28 Şubat davası avukatlarından Aykanat Kaçmaz’ın anlattığına göre 28 Şubat hükümlüsü generallere “özür dileriz, hata ettik, bizi affedin” şeklinde dilekçe vermeleri istenmiş. Saray’ın ‘af dileyin, serbest kalın’ teklifini kabul eden çıktı mı bilmiyoruz ama bildiğimiz bir şey daha var.
Erdoğan ve rejim aparatları af için yalvartmakla yetinmiyor. Onur kırıcı bir şekilde edindikleri ifadeleri Havuz medyasına ve Aktrollere dağıtıyorlar.

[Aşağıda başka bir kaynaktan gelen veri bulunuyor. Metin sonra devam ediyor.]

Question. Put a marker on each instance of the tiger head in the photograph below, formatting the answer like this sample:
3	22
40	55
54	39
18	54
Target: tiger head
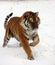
32	20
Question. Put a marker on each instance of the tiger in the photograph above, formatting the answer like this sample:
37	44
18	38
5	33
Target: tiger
23	28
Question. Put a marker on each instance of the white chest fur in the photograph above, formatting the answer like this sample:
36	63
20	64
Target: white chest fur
29	32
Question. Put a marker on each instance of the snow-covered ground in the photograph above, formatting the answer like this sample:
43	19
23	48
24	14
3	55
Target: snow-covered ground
44	52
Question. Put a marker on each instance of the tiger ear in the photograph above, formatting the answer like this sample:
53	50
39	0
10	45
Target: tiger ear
36	13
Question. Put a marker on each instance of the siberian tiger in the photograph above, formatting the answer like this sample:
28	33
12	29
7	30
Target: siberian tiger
23	28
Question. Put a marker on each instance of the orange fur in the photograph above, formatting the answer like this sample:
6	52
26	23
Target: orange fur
15	29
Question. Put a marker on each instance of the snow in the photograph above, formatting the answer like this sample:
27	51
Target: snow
44	52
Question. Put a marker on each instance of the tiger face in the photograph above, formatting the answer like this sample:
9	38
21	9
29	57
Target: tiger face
32	20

Havuz medyası ve Aktrollerin ne kadar çirkefleştiklerini anlatmaya gerek yok sanıyorum. Böylece mağdur ettikleri insanları bir kez daha rencide ediyorlar.
Özetlemek gerekirse; Erdoğan’ın bitmek tükenmek bilmeyen iktidar ve para hırsını, masum insanlara ettiği eziyeti anlatmak için oturup uzun uzun siyasi analizler, yapmaya gerek yok. Hukuku, evrensel değerleri veya ahlaki normları hatırlatmanın da bir faydası yok.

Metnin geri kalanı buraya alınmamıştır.